Assuming $P=(x_1,y_1)$, $Q=(x_2, y_2)$, then you can compute

  1. Addition ($P \ne Q$)

$R= (x_3, y_3) = P + Q$

  1. Doubling (Addition where $P = Q$)

$R = 2P = 2Q = P + Q$

There are formulas for this

enter image description here

If you check the formulas it involves numerical addition & subtraction (which can be done with the addition gate of a circuit.

The division is actually multiplication by the inverse. So you have first calculate the inverse of $(x_2 - x_1)$ or $2y_1$ first in the finite field which again needs to be broken into basic operations (numerical addition/multiplication). And then the whole formula becomes something which can be just done using addition & multiplication gates.
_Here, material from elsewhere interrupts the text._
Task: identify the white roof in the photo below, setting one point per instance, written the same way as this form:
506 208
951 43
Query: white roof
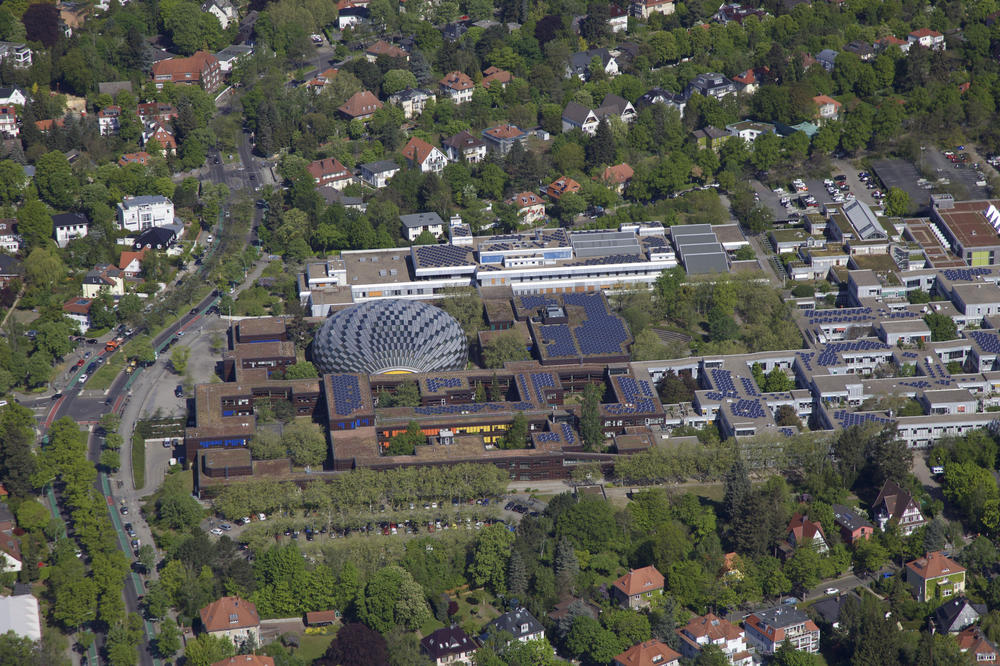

So the addition, scalar multiplication etc are all notational operations which have to be broken down to basic arithmetic operations & then are done using circuit gates.

+ 3
Z. Chen avatar
fk flag
Z. Chen
1) Why no exponentiation provided? Indeed exponentiation can be done using the multiplication gate. But things are different when using zkSNARKs. In zkSNARKs, the witness (hidden information) should be the input of a circuit. E.g. $5^4=625$ where 4 is the witness. And the circuit itself is public. Then obviously, if I give a circuit containing 4 multiplication gates of the same input 5, anyone would know my witness. 2) The formulas solve my second question. I can see basic arithmetic operations can be used to do scalar multiplication.
0
Reply
Z. Chen avatar
fk flag
Z. Chen
And may I ask a little additional question: Changing the exponent operations in $Z_p$ to scalar multiplications of elliptic curve group for the purpose of using zkSNARKs is just my idea. Does it really work like this in reality?
0
Reply
et flag
user93353
In group theory, the multiplication & additional operations are actually notational - they may not actually mean addition or multiplication. As you see in Elliptic curve groups, addition is actually some other formula & not arithmetic addition. Even there some choose to write the scalar multiplication $nG$ as $G^n$ - you will find lots of cryptographic documents which use $G^n$ for scalar multiplication even though there is no actual exponentiation (there is even no notational exponentiation in a additive group). In group theory all operations are notational.
0
Reply
ธงชาติไทย
Elon Musk
I sit in a Tesla and translated this thread with Ai:

mangohost

Post an answer

Most people don’t grasp that asking a lot of questions unlocks learning and improves interpersonal bonding. In Alison’s studies, for example, though people could accurately recall how many questions had been asked in their conversations, they didn’t intuit the link between questions and liking. Across four studies, in which participants were engaged in conversations themselves or read transcripts of others’ conversations, people tended not to realize that question asking would influence—or had influenced—the level of amity between the conversationalists.